Les deux étudiants trouvèrent un espace libre et s’assirent. Shang Ming, non résigné, demanda : « Je n’arrive toujours pas à comprendre : qu’est-ce que tu aimes chez Tang Dongdong ? »

« Ne t’ai-je pas dit que c’était le coup de foudre ? C’est comme l’amour, quel début dramatique. »

Il semblait que Ye Zhou n’était pas du tout conscient de ce côté-là. On pouvait dire qu’il avait vraiment et complètement exclu Shang Jin de ses options. Mais Shang Jin n’était définitivement pas le genre d’homme à s’asseoir et attendre la mort (NT : Idiome : rester passif face au danger ou au destin).

Shang Ming demanda : « Alors, s’il arrivait un jour que Shang Jin se confesse ? »

Ye Zhou s’empressa de dire : « Impossible ! Ne viens-je pas de t’expliquer qu’après le malentendu, j’ai répété plusieurs fois à Shang Jin que je ne l’aimais pas ? Comment pourrait-il faire une chose pareille ? En plus, Shang Jin est mon rival. J’ai toujours subi sa pression, alors comment pourrais-je lui succomber ? »

On pouvait dire que Shang Ming comprit enfin. Ye Zhou avait placé Shang Jin du côté opposé dès le début. Même si ses sentiments avaient changé, la position de Shang Jin dans son subconscient restait la même. C’était pareil pour Tang Dongdong. Dès le départ, il l’avait mis dans la position du coup de foudre, donc même s’il ne savait pas grand-chose sur lui et que ses sentiments n’étaient pas profonds, il croyait fermement que Tang Dongdong était celui qu’il aimait.

Shang Ming se frotta les tempes. Tant que Ye Zhou n’en prenait pas conscience, alors même s’il restait plus longtemps en contact avec Shang Jin et que leurs sentiments devenaient plus profonds, il n’y aurait aucun développement. Quand on y réfléchissait, Shang Jin paraissait plutôt pitoyable.
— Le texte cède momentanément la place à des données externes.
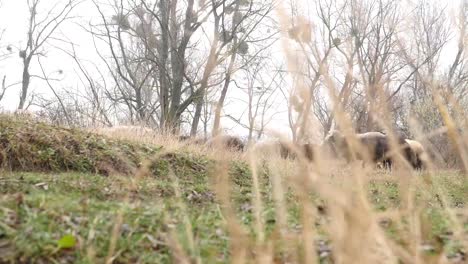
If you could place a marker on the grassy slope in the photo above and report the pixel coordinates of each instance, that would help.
(38, 208)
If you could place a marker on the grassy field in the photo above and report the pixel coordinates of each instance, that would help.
(182, 206)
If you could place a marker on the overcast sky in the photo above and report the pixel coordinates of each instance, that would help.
(14, 19)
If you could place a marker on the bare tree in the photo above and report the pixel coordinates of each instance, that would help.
(40, 31)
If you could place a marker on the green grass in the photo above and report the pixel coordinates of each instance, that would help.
(63, 190)
(37, 209)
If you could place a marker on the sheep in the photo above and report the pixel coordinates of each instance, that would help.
(230, 142)
(376, 144)
(419, 158)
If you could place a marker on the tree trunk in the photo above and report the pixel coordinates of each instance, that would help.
(222, 98)
(210, 66)
(25, 83)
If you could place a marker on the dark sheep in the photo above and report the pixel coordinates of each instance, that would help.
(419, 158)
(376, 144)
(230, 142)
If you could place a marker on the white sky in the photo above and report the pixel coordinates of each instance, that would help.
(14, 18)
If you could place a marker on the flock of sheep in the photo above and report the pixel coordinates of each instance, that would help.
(371, 146)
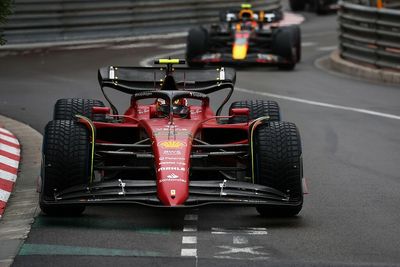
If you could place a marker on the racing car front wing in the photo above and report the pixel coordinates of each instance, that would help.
(144, 192)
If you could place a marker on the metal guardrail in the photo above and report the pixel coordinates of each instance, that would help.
(369, 35)
(60, 20)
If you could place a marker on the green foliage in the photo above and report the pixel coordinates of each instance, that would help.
(5, 10)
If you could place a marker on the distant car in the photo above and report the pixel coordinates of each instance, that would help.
(245, 36)
(320, 6)
(169, 149)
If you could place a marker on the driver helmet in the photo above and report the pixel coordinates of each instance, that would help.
(179, 106)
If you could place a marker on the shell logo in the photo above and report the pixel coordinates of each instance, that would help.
(171, 144)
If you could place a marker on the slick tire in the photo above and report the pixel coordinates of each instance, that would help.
(67, 108)
(297, 5)
(65, 163)
(196, 45)
(278, 164)
(284, 45)
(258, 108)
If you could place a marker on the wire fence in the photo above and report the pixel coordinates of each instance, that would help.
(60, 20)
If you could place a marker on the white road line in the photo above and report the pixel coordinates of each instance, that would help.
(9, 162)
(188, 228)
(327, 48)
(148, 62)
(189, 240)
(189, 252)
(8, 176)
(10, 149)
(88, 46)
(240, 240)
(126, 46)
(307, 44)
(9, 139)
(2, 130)
(4, 195)
(241, 230)
(320, 104)
(191, 217)
(318, 34)
(174, 46)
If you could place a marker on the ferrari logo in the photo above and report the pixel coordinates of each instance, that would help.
(171, 144)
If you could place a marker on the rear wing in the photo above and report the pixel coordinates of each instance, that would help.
(261, 16)
(138, 79)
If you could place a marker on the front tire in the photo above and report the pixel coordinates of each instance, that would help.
(66, 162)
(278, 164)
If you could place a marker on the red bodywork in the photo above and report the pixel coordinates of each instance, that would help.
(171, 142)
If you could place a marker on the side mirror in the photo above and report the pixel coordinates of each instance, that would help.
(101, 110)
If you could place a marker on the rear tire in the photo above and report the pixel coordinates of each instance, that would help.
(258, 108)
(297, 5)
(67, 108)
(278, 164)
(285, 47)
(66, 154)
(196, 45)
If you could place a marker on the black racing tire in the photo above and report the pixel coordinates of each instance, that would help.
(196, 45)
(284, 46)
(258, 108)
(278, 164)
(66, 162)
(67, 108)
(297, 5)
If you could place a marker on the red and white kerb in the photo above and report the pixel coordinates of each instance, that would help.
(9, 161)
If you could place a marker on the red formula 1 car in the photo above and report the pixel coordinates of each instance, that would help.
(246, 36)
(169, 149)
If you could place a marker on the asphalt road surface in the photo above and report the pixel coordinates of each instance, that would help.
(351, 147)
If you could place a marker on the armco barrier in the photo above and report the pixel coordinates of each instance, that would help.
(60, 20)
(9, 161)
(369, 35)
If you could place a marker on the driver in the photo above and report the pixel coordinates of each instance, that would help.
(179, 107)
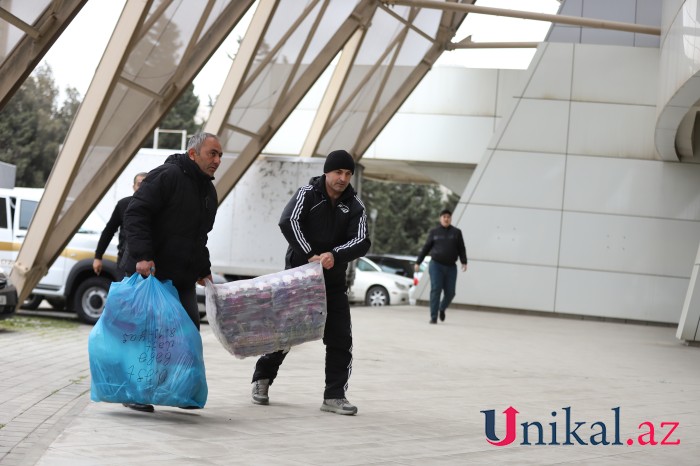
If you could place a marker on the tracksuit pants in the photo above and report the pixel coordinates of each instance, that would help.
(337, 337)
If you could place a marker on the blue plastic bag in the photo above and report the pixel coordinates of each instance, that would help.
(145, 349)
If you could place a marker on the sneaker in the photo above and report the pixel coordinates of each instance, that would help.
(260, 388)
(338, 406)
(139, 407)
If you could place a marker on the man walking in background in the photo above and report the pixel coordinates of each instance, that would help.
(116, 222)
(444, 245)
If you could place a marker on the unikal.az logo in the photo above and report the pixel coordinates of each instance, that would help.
(575, 432)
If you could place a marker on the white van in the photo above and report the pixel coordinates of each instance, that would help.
(70, 282)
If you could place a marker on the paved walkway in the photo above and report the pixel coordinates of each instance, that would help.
(420, 390)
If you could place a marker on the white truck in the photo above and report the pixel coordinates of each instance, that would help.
(245, 242)
(70, 281)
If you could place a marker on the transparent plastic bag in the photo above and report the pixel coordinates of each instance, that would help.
(145, 349)
(268, 313)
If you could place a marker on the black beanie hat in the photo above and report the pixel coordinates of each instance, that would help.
(339, 159)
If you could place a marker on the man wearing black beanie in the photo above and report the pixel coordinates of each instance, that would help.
(325, 222)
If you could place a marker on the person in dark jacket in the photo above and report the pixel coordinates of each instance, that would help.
(115, 223)
(325, 222)
(169, 218)
(445, 245)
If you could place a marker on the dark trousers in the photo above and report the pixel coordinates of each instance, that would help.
(443, 278)
(188, 298)
(337, 336)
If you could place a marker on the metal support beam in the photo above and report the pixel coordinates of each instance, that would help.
(285, 105)
(34, 256)
(561, 19)
(330, 98)
(32, 47)
(240, 67)
(145, 123)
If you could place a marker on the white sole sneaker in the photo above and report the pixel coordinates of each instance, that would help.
(346, 409)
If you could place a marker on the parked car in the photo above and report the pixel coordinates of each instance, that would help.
(394, 263)
(373, 287)
(8, 297)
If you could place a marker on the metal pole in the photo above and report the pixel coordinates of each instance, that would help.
(571, 20)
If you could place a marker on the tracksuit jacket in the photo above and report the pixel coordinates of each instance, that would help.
(312, 225)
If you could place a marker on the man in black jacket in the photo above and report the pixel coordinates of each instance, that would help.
(115, 223)
(324, 222)
(169, 218)
(444, 244)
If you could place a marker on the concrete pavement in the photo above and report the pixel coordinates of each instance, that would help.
(424, 392)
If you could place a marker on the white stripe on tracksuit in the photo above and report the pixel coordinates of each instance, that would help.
(294, 219)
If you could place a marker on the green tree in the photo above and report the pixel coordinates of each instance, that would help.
(181, 116)
(405, 213)
(32, 127)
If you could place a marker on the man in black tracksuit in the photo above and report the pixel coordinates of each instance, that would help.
(324, 222)
(445, 245)
(116, 222)
(169, 218)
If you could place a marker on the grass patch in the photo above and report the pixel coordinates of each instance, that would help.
(17, 323)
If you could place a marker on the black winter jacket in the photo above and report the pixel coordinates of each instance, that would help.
(169, 218)
(312, 225)
(115, 223)
(445, 246)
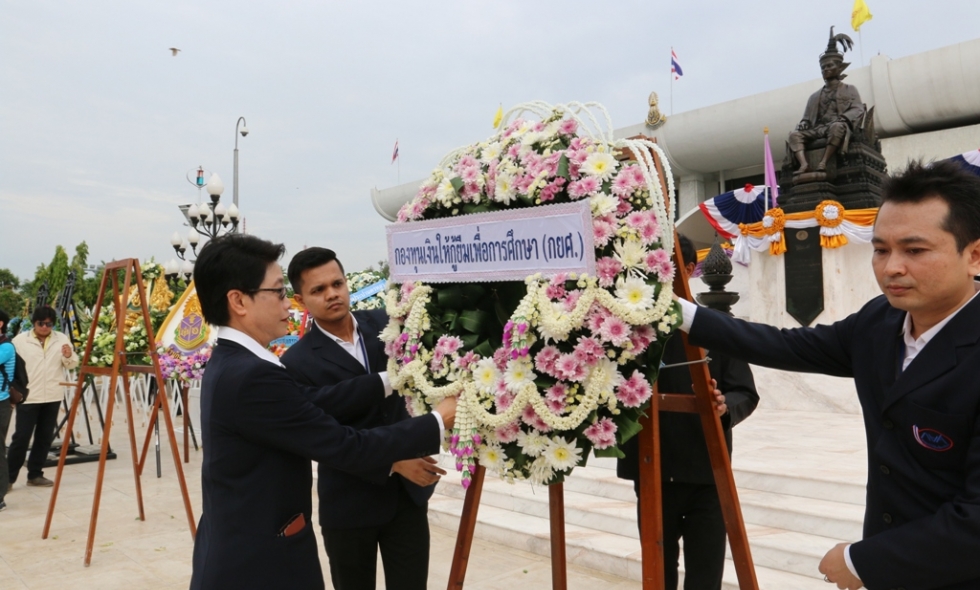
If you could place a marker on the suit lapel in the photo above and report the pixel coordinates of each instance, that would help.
(939, 356)
(369, 336)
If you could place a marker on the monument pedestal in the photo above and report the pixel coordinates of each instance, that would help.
(848, 283)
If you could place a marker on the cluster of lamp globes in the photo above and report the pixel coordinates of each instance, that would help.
(206, 219)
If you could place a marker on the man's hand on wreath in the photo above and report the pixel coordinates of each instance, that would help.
(718, 398)
(422, 471)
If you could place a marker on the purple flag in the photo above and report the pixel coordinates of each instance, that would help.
(771, 172)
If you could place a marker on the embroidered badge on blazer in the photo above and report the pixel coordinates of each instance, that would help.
(932, 439)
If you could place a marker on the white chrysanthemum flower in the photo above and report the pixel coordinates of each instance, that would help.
(540, 471)
(600, 164)
(486, 375)
(562, 454)
(391, 331)
(532, 444)
(605, 376)
(504, 191)
(492, 457)
(418, 406)
(630, 252)
(518, 374)
(490, 152)
(634, 293)
(445, 193)
(603, 204)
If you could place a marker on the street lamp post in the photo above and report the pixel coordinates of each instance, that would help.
(244, 132)
(208, 220)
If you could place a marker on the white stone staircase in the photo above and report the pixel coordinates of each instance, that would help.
(800, 477)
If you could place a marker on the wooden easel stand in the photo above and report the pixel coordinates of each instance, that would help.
(120, 368)
(651, 509)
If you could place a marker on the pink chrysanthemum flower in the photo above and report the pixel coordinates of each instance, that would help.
(508, 432)
(606, 269)
(546, 359)
(615, 330)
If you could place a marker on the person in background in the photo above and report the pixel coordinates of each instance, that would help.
(691, 509)
(47, 354)
(260, 429)
(914, 355)
(7, 354)
(358, 515)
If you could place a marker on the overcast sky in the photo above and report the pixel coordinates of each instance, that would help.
(99, 124)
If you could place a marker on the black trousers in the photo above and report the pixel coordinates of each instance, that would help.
(39, 421)
(404, 544)
(692, 512)
(5, 411)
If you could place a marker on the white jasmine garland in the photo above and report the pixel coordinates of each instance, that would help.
(637, 299)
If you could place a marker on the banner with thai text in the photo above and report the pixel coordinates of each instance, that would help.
(500, 246)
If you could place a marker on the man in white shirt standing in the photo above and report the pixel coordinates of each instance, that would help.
(47, 354)
(914, 354)
(260, 429)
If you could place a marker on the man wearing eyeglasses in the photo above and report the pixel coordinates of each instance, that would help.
(261, 428)
(47, 354)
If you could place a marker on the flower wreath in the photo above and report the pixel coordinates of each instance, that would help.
(555, 367)
(773, 223)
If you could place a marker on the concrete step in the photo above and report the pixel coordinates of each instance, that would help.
(835, 520)
(783, 559)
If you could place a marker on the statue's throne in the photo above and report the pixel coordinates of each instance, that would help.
(853, 177)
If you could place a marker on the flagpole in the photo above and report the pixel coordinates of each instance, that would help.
(861, 43)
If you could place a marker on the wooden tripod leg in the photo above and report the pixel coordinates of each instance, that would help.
(556, 510)
(154, 411)
(72, 412)
(132, 446)
(165, 407)
(467, 525)
(111, 404)
(187, 423)
(651, 501)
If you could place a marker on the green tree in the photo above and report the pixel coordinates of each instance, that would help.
(11, 301)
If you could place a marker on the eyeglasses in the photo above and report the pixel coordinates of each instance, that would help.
(280, 291)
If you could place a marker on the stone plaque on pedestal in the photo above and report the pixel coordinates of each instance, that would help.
(804, 274)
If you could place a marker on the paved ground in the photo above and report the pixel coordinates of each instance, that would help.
(156, 553)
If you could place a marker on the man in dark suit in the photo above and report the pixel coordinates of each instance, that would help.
(261, 428)
(914, 354)
(360, 515)
(691, 508)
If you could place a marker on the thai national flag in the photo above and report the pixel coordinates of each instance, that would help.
(727, 210)
(970, 161)
(675, 66)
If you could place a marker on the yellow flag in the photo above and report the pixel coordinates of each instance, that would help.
(860, 15)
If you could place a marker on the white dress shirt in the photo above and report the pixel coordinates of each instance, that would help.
(913, 346)
(250, 344)
(357, 350)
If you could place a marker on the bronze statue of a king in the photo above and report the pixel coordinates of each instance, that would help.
(833, 111)
(834, 153)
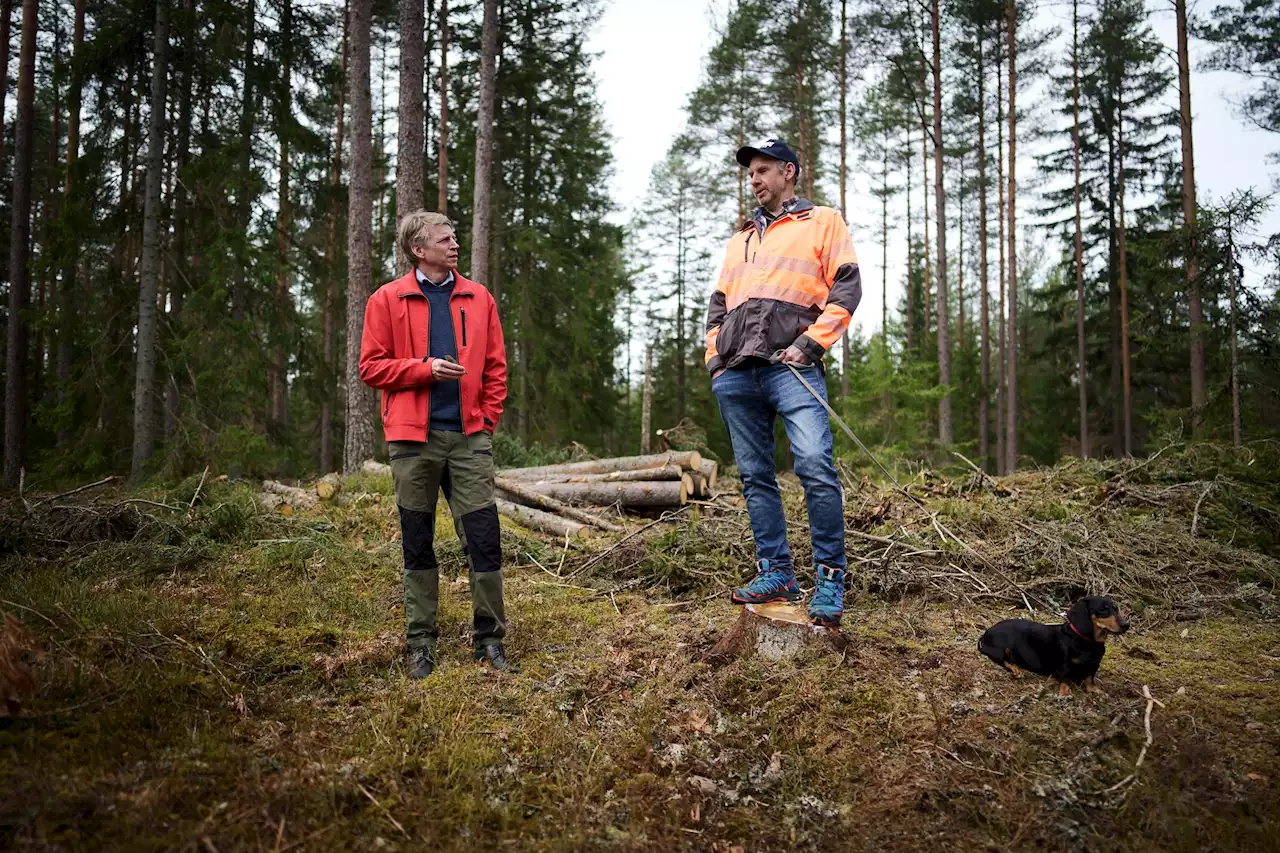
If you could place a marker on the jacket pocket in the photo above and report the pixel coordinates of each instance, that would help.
(786, 322)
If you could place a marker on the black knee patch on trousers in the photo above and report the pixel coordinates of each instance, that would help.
(484, 539)
(417, 534)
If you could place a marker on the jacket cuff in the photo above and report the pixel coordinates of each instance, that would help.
(810, 347)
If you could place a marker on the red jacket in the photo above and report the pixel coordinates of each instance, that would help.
(393, 356)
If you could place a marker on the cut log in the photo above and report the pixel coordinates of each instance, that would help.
(639, 475)
(524, 493)
(542, 521)
(629, 495)
(293, 495)
(684, 459)
(709, 469)
(775, 632)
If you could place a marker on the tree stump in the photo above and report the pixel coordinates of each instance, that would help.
(775, 632)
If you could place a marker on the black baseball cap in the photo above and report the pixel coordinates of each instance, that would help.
(776, 149)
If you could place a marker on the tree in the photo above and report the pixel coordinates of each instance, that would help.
(480, 206)
(16, 409)
(360, 236)
(410, 136)
(145, 386)
(1196, 316)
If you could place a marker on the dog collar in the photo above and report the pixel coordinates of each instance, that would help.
(1077, 632)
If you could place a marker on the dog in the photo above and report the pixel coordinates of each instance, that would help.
(1068, 653)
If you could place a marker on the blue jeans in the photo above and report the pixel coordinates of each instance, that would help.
(750, 398)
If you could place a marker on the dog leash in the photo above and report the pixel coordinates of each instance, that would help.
(840, 422)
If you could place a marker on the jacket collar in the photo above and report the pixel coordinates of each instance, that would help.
(407, 286)
(791, 206)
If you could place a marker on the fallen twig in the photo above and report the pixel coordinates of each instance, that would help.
(83, 488)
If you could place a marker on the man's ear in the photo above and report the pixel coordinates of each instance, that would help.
(1080, 619)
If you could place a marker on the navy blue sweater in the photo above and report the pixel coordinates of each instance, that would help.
(446, 396)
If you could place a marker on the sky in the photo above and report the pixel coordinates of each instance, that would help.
(650, 58)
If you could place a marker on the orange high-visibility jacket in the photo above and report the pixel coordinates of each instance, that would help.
(794, 281)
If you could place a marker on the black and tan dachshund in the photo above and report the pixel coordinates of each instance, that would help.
(1068, 653)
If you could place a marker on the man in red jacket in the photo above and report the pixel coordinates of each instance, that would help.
(433, 346)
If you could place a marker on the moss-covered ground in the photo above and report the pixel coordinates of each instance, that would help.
(216, 678)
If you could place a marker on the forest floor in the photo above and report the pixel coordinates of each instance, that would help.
(218, 678)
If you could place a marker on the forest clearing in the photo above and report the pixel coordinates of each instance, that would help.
(215, 675)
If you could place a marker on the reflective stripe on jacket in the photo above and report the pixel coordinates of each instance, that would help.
(794, 281)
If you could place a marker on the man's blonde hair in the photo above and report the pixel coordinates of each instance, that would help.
(414, 229)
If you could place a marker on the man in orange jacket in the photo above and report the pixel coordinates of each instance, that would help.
(787, 290)
(433, 346)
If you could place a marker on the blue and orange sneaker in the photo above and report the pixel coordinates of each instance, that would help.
(769, 584)
(828, 597)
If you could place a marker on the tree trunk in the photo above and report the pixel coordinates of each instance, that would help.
(647, 401)
(181, 214)
(145, 375)
(657, 493)
(480, 208)
(1011, 396)
(531, 495)
(542, 521)
(360, 236)
(71, 205)
(283, 217)
(240, 288)
(442, 182)
(410, 140)
(1079, 235)
(327, 309)
(1196, 318)
(984, 357)
(1000, 241)
(941, 201)
(19, 254)
(1124, 281)
(844, 165)
(688, 460)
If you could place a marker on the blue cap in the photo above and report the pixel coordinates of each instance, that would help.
(776, 149)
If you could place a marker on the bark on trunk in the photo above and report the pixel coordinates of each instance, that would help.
(359, 443)
(480, 206)
(684, 459)
(542, 521)
(1196, 318)
(1011, 396)
(442, 179)
(19, 254)
(410, 138)
(531, 495)
(1079, 235)
(145, 374)
(659, 493)
(940, 197)
(283, 218)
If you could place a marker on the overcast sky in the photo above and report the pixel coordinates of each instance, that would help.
(650, 59)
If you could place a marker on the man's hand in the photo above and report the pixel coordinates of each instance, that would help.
(792, 355)
(444, 370)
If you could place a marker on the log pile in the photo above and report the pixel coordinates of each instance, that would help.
(556, 492)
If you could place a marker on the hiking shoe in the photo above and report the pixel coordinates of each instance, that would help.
(769, 584)
(828, 597)
(421, 661)
(493, 655)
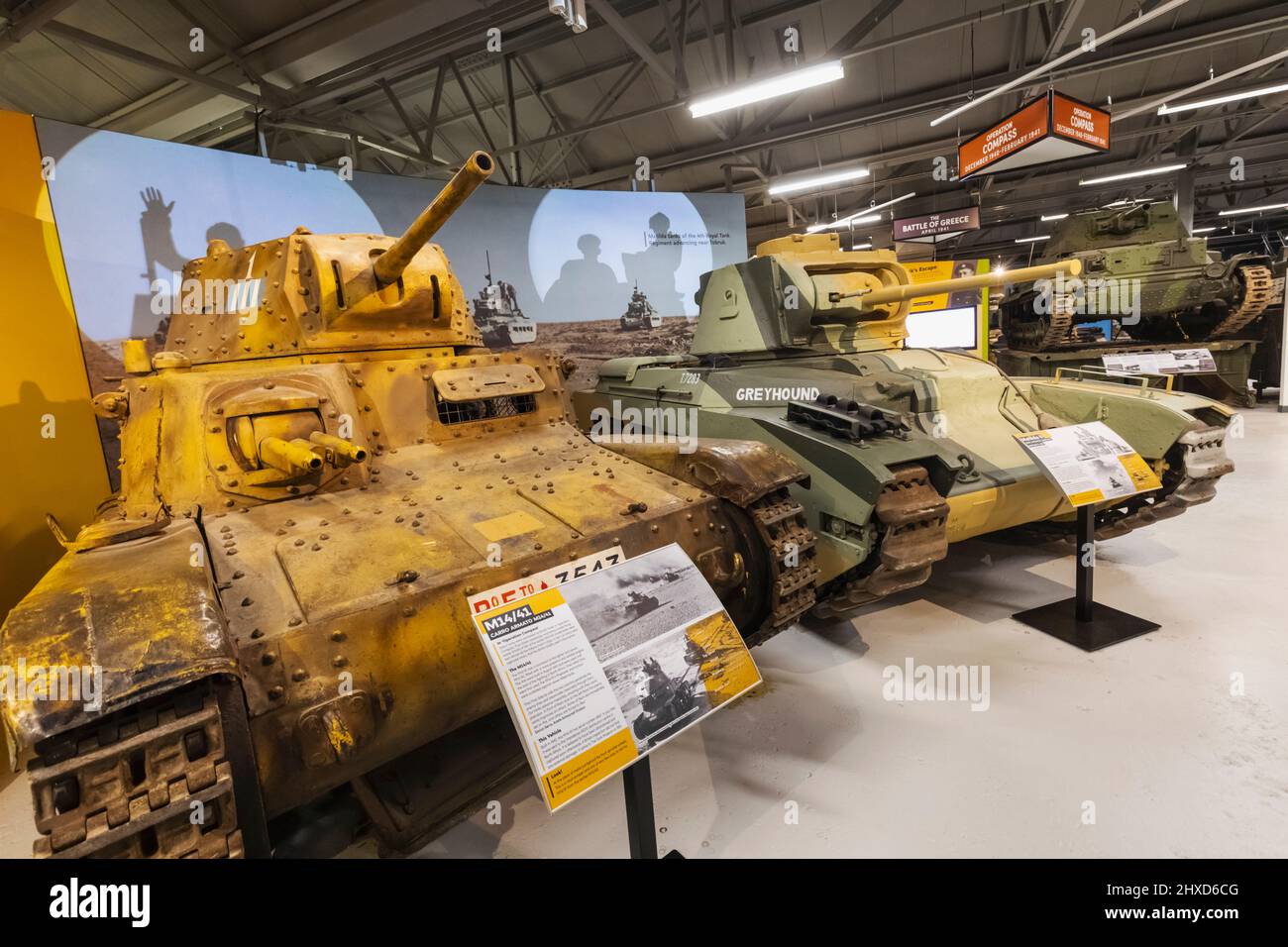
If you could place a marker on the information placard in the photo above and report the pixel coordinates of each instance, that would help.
(1175, 363)
(1089, 463)
(599, 671)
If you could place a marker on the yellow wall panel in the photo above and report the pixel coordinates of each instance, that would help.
(43, 381)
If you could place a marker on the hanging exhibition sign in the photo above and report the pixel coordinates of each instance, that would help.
(948, 320)
(1051, 128)
(931, 228)
(599, 671)
(1089, 463)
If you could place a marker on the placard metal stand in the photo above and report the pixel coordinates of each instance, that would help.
(640, 827)
(1080, 620)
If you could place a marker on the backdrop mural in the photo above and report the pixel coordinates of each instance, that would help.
(557, 268)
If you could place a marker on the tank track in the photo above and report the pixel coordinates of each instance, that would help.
(781, 525)
(1039, 335)
(1198, 460)
(1258, 290)
(915, 536)
(125, 788)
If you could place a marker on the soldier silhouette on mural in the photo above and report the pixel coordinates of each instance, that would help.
(162, 258)
(587, 286)
(653, 269)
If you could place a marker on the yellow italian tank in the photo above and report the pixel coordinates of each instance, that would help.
(318, 470)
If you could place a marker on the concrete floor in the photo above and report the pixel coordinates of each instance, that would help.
(1146, 732)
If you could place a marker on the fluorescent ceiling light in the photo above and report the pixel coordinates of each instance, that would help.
(859, 217)
(768, 89)
(790, 187)
(1234, 211)
(1125, 175)
(844, 222)
(1222, 99)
Après un long moment sans obtenir de réponse de Shang Ming, Ye Zhou le poussa et demanda : « À quoi penses-tu ? »

Shang Ming soupira. « Je me disais simplement… Les gens peuvent être vraiment stupides, et ils méritent de faire plus de détours. » (NT : Idiome : se compliquer la vie inutilement.)